Setiap hari, empat tukang masak yang juga turun temurun (Zurkoni, Wardani, Jamhani, Hasanudin), selalu menyiapkan bubur beserta lodeh ( sayur tahu dan tempe) untuk tajil di Masjid peninggalan Panembahan Bodho (Raden Trenggono) yang didirikan sekitar akhir abad XIV itu.
Sejak pukul 14.00 wib, mereka mulai meracik berbagai bahan masakan di dapur yang letaknya di samping kanan bangunan masjid. Menjelang adzan magrib, mereka mulai menuangkan bubur beserta lodeh ke dalam piring. Setiap hari, sedikitnya membutuhkan rata-rata 4,5 kilogram lebih beras untuk dimasak.
Menurut Takmir Masjid Sabilurrosyad, Hariyadi, tradisi berbuka puasa dengan bubur ini sudah dilakukan sejak ratusan tahun lalu semenjak Panembahan Bodho masih hidup. Selain sehat untuk pencernaan setelah seharian berpuasa, tradisi ini memiliki nilai filosofis seperti yang diajarkan oleh Panembahan Bodho.
Pertama Bibirrin, artinya di Masjid adalah sebagai sumber dan pusat kebaikan. Kedua Beber, artinya menjelaskan tentang agama Islam secara gamblang yang saat itu disampaikan Panembahan Bodho. Termasuk pada zaman dahulu makanan juga dijadikan sebagai sarana dakwah.
Ketiga Babar, artinya ajaran Islam harus bisa mengena dan bisa diterima semua lapisan masyarakat. Terlebih, kata Hariyadi, Panembahan Bodho yang juga murid Sunan Kalijaga itu juga menjadi ulama yang menyebarkan agama Islam di wilayah selatan Jawa.
Keempat Bubur, artinya melebur yang dimaksudkan bahwa ajaran Islam harus dapat melebur dalam jiwa setiap pemeluknya.
“Tradisi berbuka dengan bubur seperti ini sebenarnya juga dilakukan di masjid peninggalan Waliyullah lainnya seperti di Masjid Kauman Semarang, dan Masjid Darussalam Serengan Solo dengan Bubur Samin. Semua memiliki makna sama,” katanya, belum lama ini.

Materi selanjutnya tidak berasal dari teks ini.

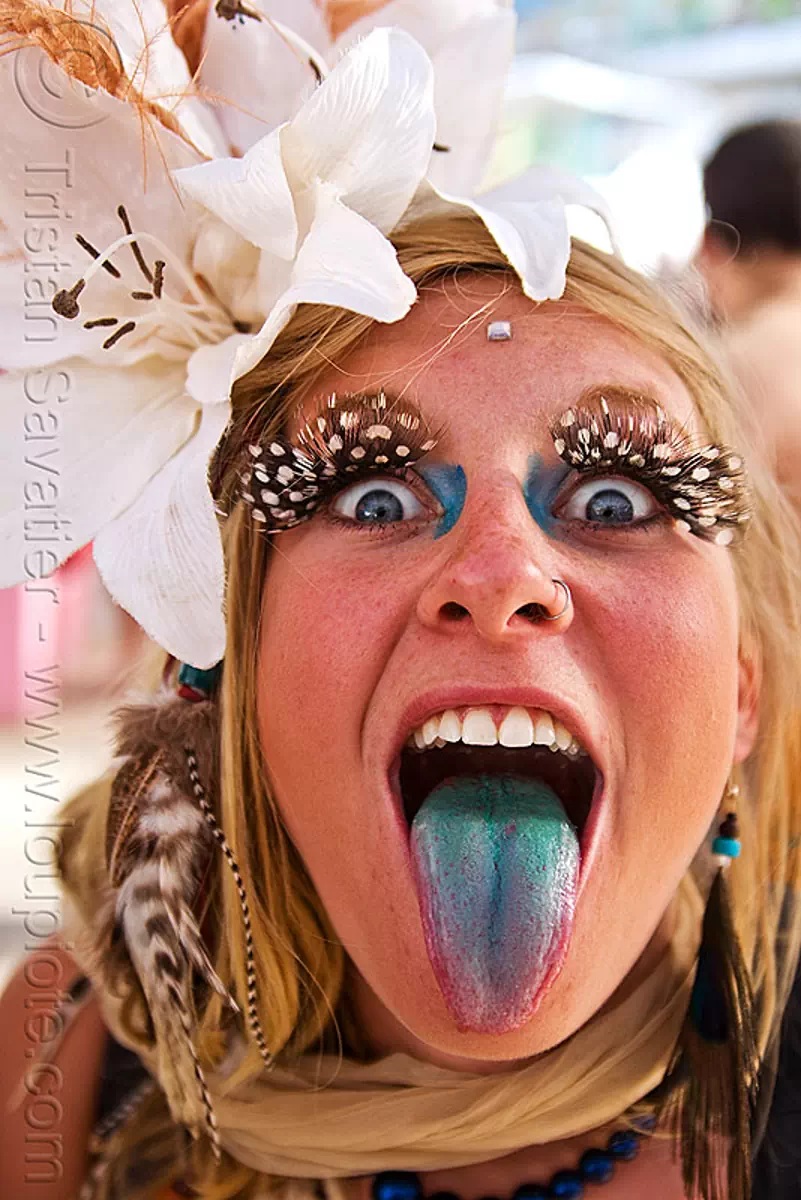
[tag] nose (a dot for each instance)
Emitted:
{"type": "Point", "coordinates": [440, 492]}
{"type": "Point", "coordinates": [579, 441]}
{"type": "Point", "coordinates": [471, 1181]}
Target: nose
{"type": "Point", "coordinates": [497, 579]}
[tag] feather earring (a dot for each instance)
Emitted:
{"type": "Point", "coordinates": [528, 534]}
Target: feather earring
{"type": "Point", "coordinates": [709, 1091]}
{"type": "Point", "coordinates": [158, 847]}
{"type": "Point", "coordinates": [161, 837]}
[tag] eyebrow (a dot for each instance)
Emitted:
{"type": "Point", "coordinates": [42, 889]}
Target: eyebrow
{"type": "Point", "coordinates": [628, 400]}
{"type": "Point", "coordinates": [413, 415]}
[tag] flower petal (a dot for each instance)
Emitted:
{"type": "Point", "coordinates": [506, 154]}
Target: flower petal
{"type": "Point", "coordinates": [368, 129]}
{"type": "Point", "coordinates": [82, 442]}
{"type": "Point", "coordinates": [257, 70]}
{"type": "Point", "coordinates": [162, 558]}
{"type": "Point", "coordinates": [528, 221]}
{"type": "Point", "coordinates": [210, 369]}
{"type": "Point", "coordinates": [470, 43]}
{"type": "Point", "coordinates": [251, 195]}
{"type": "Point", "coordinates": [343, 262]}
{"type": "Point", "coordinates": [56, 185]}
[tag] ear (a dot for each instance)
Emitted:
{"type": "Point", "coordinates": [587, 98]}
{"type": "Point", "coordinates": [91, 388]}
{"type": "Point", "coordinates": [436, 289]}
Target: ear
{"type": "Point", "coordinates": [711, 251]}
{"type": "Point", "coordinates": [748, 688]}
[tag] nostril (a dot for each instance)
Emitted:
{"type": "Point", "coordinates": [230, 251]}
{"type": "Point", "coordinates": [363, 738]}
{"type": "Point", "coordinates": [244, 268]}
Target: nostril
{"type": "Point", "coordinates": [452, 611]}
{"type": "Point", "coordinates": [531, 612]}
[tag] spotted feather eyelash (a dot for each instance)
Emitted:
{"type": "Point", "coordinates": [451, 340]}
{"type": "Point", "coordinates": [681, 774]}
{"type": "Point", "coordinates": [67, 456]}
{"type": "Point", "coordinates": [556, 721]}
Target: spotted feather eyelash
{"type": "Point", "coordinates": [285, 481]}
{"type": "Point", "coordinates": [704, 489]}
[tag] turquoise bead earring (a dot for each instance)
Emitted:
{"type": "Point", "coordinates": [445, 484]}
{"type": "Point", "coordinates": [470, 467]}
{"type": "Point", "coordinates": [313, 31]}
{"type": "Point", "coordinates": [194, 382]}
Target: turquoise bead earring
{"type": "Point", "coordinates": [709, 1091]}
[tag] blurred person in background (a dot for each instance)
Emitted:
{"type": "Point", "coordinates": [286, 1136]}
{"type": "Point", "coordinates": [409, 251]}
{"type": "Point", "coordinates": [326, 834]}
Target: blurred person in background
{"type": "Point", "coordinates": [751, 259]}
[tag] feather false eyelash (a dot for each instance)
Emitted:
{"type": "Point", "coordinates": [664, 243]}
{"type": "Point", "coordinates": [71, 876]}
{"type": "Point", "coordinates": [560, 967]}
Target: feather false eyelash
{"type": "Point", "coordinates": [287, 481]}
{"type": "Point", "coordinates": [704, 489]}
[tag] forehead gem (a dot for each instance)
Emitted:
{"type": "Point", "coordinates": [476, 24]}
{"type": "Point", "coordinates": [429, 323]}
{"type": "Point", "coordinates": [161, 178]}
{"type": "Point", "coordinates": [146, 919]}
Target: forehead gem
{"type": "Point", "coordinates": [499, 331]}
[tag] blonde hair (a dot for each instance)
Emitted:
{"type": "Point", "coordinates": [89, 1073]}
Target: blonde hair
{"type": "Point", "coordinates": [299, 960]}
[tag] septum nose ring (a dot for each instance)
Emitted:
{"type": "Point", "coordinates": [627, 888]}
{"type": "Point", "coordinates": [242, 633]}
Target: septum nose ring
{"type": "Point", "coordinates": [566, 606]}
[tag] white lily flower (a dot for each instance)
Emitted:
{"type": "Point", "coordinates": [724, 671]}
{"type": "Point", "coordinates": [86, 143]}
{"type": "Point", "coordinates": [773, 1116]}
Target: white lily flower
{"type": "Point", "coordinates": [186, 270]}
{"type": "Point", "coordinates": [149, 387]}
{"type": "Point", "coordinates": [266, 64]}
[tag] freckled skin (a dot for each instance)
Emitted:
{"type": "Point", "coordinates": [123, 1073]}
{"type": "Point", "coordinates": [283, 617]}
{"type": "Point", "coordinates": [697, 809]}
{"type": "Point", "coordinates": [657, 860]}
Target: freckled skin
{"type": "Point", "coordinates": [355, 629]}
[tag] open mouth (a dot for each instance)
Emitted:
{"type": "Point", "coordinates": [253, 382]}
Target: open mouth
{"type": "Point", "coordinates": [499, 805]}
{"type": "Point", "coordinates": [556, 759]}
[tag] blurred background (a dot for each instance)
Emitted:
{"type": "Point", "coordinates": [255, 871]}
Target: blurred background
{"type": "Point", "coordinates": [632, 94]}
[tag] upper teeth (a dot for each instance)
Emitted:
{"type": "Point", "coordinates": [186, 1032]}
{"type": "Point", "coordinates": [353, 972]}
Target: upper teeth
{"type": "Point", "coordinates": [479, 727]}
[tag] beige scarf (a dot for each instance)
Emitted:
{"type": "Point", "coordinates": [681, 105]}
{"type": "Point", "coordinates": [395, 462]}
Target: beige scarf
{"type": "Point", "coordinates": [401, 1113]}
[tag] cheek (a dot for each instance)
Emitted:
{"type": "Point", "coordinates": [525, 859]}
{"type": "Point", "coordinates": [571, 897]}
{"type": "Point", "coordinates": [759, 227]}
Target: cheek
{"type": "Point", "coordinates": [327, 628]}
{"type": "Point", "coordinates": [670, 657]}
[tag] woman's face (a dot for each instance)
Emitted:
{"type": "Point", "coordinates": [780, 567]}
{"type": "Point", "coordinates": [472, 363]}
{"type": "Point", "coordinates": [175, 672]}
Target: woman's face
{"type": "Point", "coordinates": [492, 899]}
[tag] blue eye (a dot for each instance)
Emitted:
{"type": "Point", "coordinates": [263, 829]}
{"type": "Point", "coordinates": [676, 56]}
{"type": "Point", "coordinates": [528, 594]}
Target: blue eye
{"type": "Point", "coordinates": [378, 502]}
{"type": "Point", "coordinates": [609, 502]}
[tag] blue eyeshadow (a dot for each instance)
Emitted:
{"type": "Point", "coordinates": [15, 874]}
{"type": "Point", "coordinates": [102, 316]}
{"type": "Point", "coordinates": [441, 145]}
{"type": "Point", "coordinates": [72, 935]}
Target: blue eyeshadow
{"type": "Point", "coordinates": [450, 486]}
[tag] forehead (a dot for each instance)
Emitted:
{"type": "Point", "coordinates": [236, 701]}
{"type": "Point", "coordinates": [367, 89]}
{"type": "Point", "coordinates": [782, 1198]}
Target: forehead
{"type": "Point", "coordinates": [440, 358]}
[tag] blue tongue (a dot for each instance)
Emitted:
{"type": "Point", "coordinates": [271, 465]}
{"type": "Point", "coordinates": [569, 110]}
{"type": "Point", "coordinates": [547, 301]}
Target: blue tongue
{"type": "Point", "coordinates": [497, 864]}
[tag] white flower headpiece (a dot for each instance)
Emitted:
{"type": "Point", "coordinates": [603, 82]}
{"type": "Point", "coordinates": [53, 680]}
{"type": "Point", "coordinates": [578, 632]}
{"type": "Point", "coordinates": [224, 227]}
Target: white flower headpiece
{"type": "Point", "coordinates": [188, 262]}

Hariyadi mengungkapkan, untuk kebutuhan beras, kayu bakar, sayuran, dan lainnya di masjid Sabilurrosyad ini merupakan hasil sumbangan dari masyarakat. Bahkan ada yang menyumbangkan beras hingga berkarung-karung serta sejumlah uang untuk membeli sayuran.
“Kita sebagai generasi penerus akan terus menjaga tradisi ini. Karena selain sehat, juga sarana untuk memeriahkan syiar Islam di bulan Ramadan,”ujarnya.
Salah satu juru masak, Wardani (60), yang juga warga Kauman mengungkapkan, sebenarnya untuk tukang masak tidak harus laki-laki. Meskipun selama ini memang dilakukan oleh laki-laki secara turun temurun. Ia sendiri sudah menjadi tukang masak saat bulan Ramadan di masjid ini sejak masih remaja.
“Sebenarnya yang masak siapa saja boleh, ibu-ibu juga boleh. Cuma karena ga ada yang mau, jadi ya kita-kita saja yang masak,” ujarnya di sela mempersiapkan bubur untuk buka puasa.